Earlier this month, the Qt for Tizen project announced its 1.0 Alpha 4 update of Qt solutions for developers, designers, and system integrators.
Qt for Tizen is a community-driven port of Qt 5, a cross-platform application and user-interface framework for developers using C++ and QML. And the latest updates incorporate the Qt 5.2 Alpha build with added support for Android and iOS.
Qt for Tizen claims to be “one native SDK that can target Tizen, Android, iOS, specialized embedded systems and desktops, and more.” But what does this mean for developers?
In short, it’s easier to build applications for Tizen that take advantage of the operating system’s unique mobile features, without writing a lot of extra code. With Qt Creator at the center of the new SDK, Qt for Tizen streamlines the process of designing, coding, running, debugging, and publishing mobile apps.
If you’re considering writing software for Tizen but have concerns about market adoption, Qt is a practical option because it allows you to develop for multiple platforms at the same time. It addresses the needs of software developers who already have their Qt or C++ code and would like to support Tizen, too. Qt developers who have only programmed for desktops or embedded devices can also use it as the first approach when expanding to the mobile space.
“Maintainers of the OS understand this pragmatic approach, for example, by enabling an Android compatibility layer,” says Jaroslaw Staniek, Qt and Open Source Evangelist.
Tailored to Tizen
Tizen is a Linux Foundation collaborative project led by a Technical Steering Group, which includes Samsung and Intel, and the Tizen Association, which includes representatives from 12 mobile-focused companies. The project is an open source, standards-based software platform for developing HTML5-based applications, which makes it an attractive option for developing cross-platform mobile apps.
Every release of Qt for Tizen brings deeper integration with Tizen’s approach to development, according to Staniek.
For example, integration with HTML5 programming is an option in both Qt/C++ and Qt Quick programming, Staniek says. And “its web engine is planned to be upgraded from WebKit to Blink.” Qt apps can embed HTML5 elements when it’s necessary, Staniek explains, and there are facilities built into Qt Quick for using REST APIs for web services without needing to use a web engine.

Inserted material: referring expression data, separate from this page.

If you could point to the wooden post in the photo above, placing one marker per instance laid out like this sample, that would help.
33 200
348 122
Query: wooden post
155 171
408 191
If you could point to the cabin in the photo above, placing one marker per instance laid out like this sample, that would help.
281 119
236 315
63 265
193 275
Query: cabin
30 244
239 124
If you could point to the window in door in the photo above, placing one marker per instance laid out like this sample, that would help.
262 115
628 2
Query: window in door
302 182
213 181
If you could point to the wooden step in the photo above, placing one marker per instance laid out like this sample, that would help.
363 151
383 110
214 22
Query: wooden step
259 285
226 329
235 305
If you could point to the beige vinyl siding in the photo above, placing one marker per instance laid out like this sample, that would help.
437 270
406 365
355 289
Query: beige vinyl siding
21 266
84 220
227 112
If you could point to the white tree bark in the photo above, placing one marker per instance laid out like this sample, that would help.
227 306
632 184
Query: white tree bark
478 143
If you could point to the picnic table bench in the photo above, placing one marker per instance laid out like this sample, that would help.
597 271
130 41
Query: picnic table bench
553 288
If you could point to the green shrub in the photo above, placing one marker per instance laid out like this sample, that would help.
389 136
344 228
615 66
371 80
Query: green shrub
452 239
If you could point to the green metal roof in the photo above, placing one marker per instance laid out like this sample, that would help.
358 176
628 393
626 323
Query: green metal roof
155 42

According to Staniek, this prevents making HTML5 support a requirement on a given platform, so instead of a heavier web engine, most use cases can be covered by the Qt Quick engine or native C++. Staniek points out that these choices are sometimes appreciated by embedded developers when resources are constrained.

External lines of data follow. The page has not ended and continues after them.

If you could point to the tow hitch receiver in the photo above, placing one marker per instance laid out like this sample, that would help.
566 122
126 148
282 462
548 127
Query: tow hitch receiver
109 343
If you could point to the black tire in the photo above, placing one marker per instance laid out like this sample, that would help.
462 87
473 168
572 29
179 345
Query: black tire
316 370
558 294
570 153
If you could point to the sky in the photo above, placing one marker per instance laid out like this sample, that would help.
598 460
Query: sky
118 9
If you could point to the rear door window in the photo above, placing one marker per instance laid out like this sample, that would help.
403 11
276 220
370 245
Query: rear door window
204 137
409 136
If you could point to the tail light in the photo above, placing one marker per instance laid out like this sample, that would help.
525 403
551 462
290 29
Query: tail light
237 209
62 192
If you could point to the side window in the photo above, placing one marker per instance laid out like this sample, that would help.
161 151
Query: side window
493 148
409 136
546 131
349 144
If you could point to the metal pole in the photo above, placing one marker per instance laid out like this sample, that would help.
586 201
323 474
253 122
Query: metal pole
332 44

Application lifetime is also transparently handled so developers don’t have to add any extra code, Staniek says. “And smartphone sensors support was implemented in less than one week, and supports standard Qt APIs.” He adds, “Basically, any more-or-less custom bit of hardware or middleware can be rather easily exposed to Qt programming using Qt-like style of APIs.” .
A week after Tizen 2.2 introduced theming, Qt for Tizen offered support for themes for the desktop, emulators, and smartphones, with the ability to switch between them on the fly, according to Staniek. Qt for Tizen provides a full set of UI controls compliant withTizen UX guidelines.
“Interestingly, this set is currently the most complete among all Qt Quick styles, even compared to Android,” Staniek says.
The latest release also goes beyond Tizen integration to provide a template for integrating other cutting edge features and mobile operating systems as well.
“Qt for Tizen goes even further by contributing back its mobile phone-related improvements to the base APIs of Qt Quick Controls and Styles,” Staniek said. “This led to a situation where general-purpose APIs stabilized within Qt for Tizen have recently been adopted by the Nemo Mobile project for their Glacier UI, open source variant of Jolla phone’s UI style.”
At the graphical level, Qt for Tizen is one of the first frameworks that fully supports the Wayland display system in Tizen 3.0 IVI, Staniek explains.
“By full support, we mean it’s support for custom compositors written by third-parties in Qt,” he says. This support is handy when you consider that airplane infotainment, for example, has differently designed workflows than car systems.
“We’re looking forward to seeing many such integrations in embedded or IVI (In-Vehicle Infotainment) systems,” he said.